Disiplinlerarası çalışmadan bahsetmiştim giriş yaparken. Belki bilginiz vardır, MIX adlı bir programımız var. Bu program sayesinde Kadir Has Üniversitesi’nde “Kullanıcı Deneyimi Yüksek Lisansı” eğitimi veriyoruz ve bu yıl verdiğimiz derslerden bir tanesi “Disiplinlerarası Kullanıcı Deneyimi Stüdyosu”ydu. Bu stüdyoda da kullanıcı deneyiminin aslında son belki 4-5 yılda hayatımıza dahil olan sesli asistanlar ya da VUI dediğimiz Voice UI ile alakalı paylaşımlarda bulunduk. Hızla değişen dünyada aslında bu tip parametreler hayatımıza dahil oldukça bunları anlayabilecek, yorumlayabilecek ve bir miktar ileri götürebilecek düzeyde öğreniyor olmamız gerekiyor. Bu noktada farklı disiplinlerden insanlarla da çalıştığımız için onlarla fikrimizi en iyi şekilde iletebileceğimiz, onların fikrini en iyi şekilde özetleyebileceğimiz paylaşımlarda bulunuyoruz.

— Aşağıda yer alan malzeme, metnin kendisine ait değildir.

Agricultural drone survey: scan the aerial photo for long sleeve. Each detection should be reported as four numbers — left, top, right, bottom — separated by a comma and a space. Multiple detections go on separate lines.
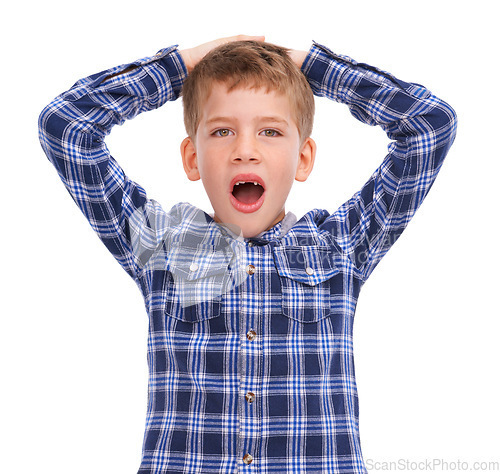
39, 46, 187, 278
303, 44, 456, 281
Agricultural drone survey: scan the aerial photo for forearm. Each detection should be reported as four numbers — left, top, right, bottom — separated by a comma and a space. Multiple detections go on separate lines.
302, 45, 456, 280
39, 47, 186, 275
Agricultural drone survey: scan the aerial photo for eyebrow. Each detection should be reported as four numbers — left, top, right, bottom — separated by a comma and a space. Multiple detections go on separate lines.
205, 116, 288, 126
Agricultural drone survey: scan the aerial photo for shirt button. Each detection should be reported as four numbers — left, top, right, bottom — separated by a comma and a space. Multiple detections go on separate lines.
245, 392, 255, 403
246, 265, 256, 275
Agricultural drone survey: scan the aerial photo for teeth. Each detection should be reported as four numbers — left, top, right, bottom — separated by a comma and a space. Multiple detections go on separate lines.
235, 181, 260, 186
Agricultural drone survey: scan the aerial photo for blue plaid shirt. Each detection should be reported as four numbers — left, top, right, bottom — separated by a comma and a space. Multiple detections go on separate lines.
39, 44, 456, 474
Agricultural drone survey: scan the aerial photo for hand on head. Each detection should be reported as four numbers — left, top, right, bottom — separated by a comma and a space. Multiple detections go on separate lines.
179, 35, 307, 73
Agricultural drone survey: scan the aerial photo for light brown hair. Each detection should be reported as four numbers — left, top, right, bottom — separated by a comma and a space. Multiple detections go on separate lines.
182, 41, 314, 141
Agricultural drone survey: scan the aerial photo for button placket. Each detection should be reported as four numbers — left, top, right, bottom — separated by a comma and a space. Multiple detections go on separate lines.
239, 245, 266, 469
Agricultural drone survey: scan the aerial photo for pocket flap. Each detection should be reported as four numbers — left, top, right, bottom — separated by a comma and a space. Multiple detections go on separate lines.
167, 245, 233, 281
274, 246, 339, 286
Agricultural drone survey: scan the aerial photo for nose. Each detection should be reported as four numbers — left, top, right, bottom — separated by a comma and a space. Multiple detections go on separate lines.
232, 133, 262, 163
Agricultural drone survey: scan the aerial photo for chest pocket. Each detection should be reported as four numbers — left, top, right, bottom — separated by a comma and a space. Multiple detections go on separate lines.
162, 246, 234, 323
274, 247, 339, 323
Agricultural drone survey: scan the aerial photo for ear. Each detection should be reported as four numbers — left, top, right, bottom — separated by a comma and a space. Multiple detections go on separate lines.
295, 137, 316, 181
181, 137, 200, 181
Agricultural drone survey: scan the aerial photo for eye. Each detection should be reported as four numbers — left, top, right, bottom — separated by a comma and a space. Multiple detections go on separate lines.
261, 128, 281, 137
212, 128, 231, 137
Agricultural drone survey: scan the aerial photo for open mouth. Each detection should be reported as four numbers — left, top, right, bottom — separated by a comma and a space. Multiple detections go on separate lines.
230, 174, 266, 212
232, 181, 264, 204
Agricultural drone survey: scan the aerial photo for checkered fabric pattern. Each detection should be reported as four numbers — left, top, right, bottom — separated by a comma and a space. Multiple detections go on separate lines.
39, 44, 456, 474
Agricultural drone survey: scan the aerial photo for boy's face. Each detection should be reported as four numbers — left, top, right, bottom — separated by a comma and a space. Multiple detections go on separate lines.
181, 83, 315, 237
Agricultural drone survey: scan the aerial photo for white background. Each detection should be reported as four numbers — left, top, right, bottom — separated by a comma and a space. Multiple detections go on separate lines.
0, 0, 500, 474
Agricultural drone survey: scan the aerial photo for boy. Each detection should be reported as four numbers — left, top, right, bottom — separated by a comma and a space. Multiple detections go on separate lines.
40, 37, 456, 474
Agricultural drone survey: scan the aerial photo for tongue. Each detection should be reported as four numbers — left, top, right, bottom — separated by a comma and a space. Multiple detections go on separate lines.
233, 183, 264, 204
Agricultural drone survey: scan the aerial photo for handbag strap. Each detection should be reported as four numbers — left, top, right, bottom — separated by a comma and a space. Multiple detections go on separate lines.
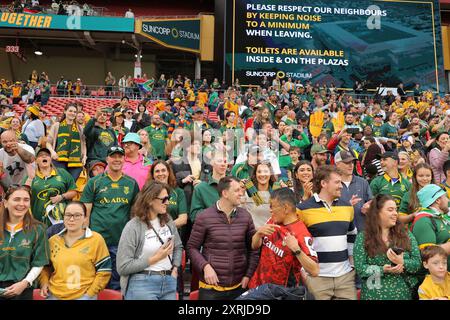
150, 222, 173, 265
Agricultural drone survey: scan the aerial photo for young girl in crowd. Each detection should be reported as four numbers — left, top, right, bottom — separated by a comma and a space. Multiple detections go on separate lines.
40, 202, 111, 300
419, 246, 450, 300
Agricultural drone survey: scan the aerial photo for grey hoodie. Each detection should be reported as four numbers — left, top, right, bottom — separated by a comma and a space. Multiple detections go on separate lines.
116, 217, 183, 296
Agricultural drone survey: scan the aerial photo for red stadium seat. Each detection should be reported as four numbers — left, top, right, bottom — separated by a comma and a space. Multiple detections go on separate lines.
189, 290, 198, 300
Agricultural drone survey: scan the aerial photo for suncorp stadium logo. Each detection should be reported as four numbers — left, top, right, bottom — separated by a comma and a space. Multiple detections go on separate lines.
142, 24, 200, 40
245, 71, 286, 79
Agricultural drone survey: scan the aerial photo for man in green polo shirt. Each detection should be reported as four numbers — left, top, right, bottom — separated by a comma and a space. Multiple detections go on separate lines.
189, 152, 228, 223
370, 151, 411, 208
231, 145, 264, 180
84, 107, 117, 169
412, 184, 450, 271
80, 147, 139, 290
381, 112, 399, 151
144, 114, 169, 160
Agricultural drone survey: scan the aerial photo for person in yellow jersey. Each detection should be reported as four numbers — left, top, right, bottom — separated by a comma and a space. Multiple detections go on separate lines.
39, 202, 111, 300
0, 186, 50, 302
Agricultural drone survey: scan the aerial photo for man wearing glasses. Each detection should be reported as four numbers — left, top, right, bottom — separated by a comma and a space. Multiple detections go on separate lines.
84, 107, 118, 167
80, 147, 139, 290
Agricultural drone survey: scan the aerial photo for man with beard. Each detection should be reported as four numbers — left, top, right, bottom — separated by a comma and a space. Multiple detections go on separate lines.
297, 166, 356, 300
84, 107, 117, 166
0, 130, 35, 190
80, 146, 139, 290
144, 114, 169, 160
311, 144, 329, 171
370, 151, 411, 208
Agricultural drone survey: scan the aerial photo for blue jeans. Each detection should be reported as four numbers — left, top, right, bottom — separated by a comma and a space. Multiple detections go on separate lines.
236, 283, 313, 300
53, 160, 83, 182
106, 246, 120, 290
125, 274, 177, 300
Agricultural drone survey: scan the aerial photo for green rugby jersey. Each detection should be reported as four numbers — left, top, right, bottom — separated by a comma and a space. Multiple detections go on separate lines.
144, 125, 168, 160
31, 168, 77, 227
370, 173, 411, 208
0, 223, 50, 282
80, 172, 139, 246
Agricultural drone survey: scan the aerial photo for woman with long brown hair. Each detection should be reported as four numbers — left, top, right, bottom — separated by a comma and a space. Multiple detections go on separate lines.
353, 195, 421, 300
147, 160, 188, 238
399, 163, 433, 224
46, 103, 87, 181
117, 181, 183, 300
0, 186, 50, 300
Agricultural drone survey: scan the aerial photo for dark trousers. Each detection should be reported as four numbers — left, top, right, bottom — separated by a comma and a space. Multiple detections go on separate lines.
0, 281, 33, 301
198, 287, 245, 300
106, 246, 120, 290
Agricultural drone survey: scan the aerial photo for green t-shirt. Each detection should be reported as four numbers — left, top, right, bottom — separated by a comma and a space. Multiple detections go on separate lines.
413, 208, 450, 271
322, 121, 334, 139
145, 125, 168, 160
0, 224, 50, 282
370, 174, 411, 208
189, 176, 219, 222
278, 132, 310, 168
80, 172, 139, 246
84, 118, 117, 162
31, 168, 77, 227
372, 124, 383, 138
168, 188, 188, 220
231, 162, 253, 180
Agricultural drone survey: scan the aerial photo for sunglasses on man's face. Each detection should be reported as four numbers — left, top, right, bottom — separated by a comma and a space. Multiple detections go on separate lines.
156, 196, 170, 203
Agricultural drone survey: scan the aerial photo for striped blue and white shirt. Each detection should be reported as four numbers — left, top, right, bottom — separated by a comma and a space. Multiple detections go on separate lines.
297, 193, 357, 278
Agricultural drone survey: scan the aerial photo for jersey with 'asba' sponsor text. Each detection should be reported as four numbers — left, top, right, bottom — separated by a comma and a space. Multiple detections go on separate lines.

“T-Shaped İnsan” dediğimiz bir çalışan profili mevcut. Bir konuda dikeylemesine bilgi sahibi olan insan profilinden bahsediyoruz. Biraz da genel düzeyde çalışan bir çalışan profili mevcut, daha çok yönetici kitle bu noktada yer alıyor. Birçok alanda daha yüzeysel bilgi sahibi ancak doğru materyalleri bir araya toplayabilen bir kitleden bahsediyoruz. Aslında bugün aranan kitle de biraz “T shaped insan” dediğimiz kitle. Yani bir konuda derinlemesine bilgi sahibi, o konuda uzman niteliğinde bir kişi ancak diğer disiplinlerde de yüzeysel bir bilgi birikimine sahip insan profili bu kitleyi tanımlıyor. Bu insan profilini hayata geçiriyor olmamız ve bu insan profili doğrultusunda hareket ediyor olmalıyız.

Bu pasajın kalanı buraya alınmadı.